Now I am unaware of “any crop” which delivers a healthy outcome supplying all of the mineral/trace elements of the milking ewe. To compensate for this shortfall the ewe instead calls on her own “reserves” to make up for the short-fall, thus making her vulnerable to any challenge by disease or parasites. At 10 days the lamb start to pick at green feed (if available) at the direction of the mother. In simple terms this is the start of “generation to generation transfer” of knowledge which resides in the flock and over time (if permitted) the flock will train the next generation in the necessary skills for them to perform at their maximum over their lifetime and in turn “train” their own lambs. There is an accepted recipe for mineral supplementation, but in reality it fails to compensate for all of the “shortfalls “that appear.
The farmer invests a lot of time, energy, diesel and wear and tear on machinery to set the grain crop up.
There are a number of steps which require the farmer to complete. Seed bed(we have already discussed),purchased seed (usually lime coated in our area because of high acidity),fertilizer which all modern grains seem to need and various weed sprays as modern seed “resent” any competition. Usually ‘dry sown “if you hit a dry spell, you can be behind the 8 ball from the “get-go”.
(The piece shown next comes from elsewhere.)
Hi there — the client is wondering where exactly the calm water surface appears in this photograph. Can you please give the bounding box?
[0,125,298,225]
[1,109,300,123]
So who are the “losers” to this point and who are the winners? Winners are pretty obvious, the various companies who supply inputs, the rural supply store, the local fuel merchant and the local machinery dealer. The losers are generally speaking are, the land and the sheep and of course the farmer who is the “risk taker” in the equation.
So is the answer to confine the stock and hand feed? Maybe it’s about lambing when the pasture “growth “cycle begins and work within the lands “limits” to produce a smaller number of higher quality at a far reduced COP (Cost Of Production).I will leave the answers to these questions to the reader to think about and to arrive at the best solution for their farm.
I look forward to the groups "views" on the topic.....T.O.R.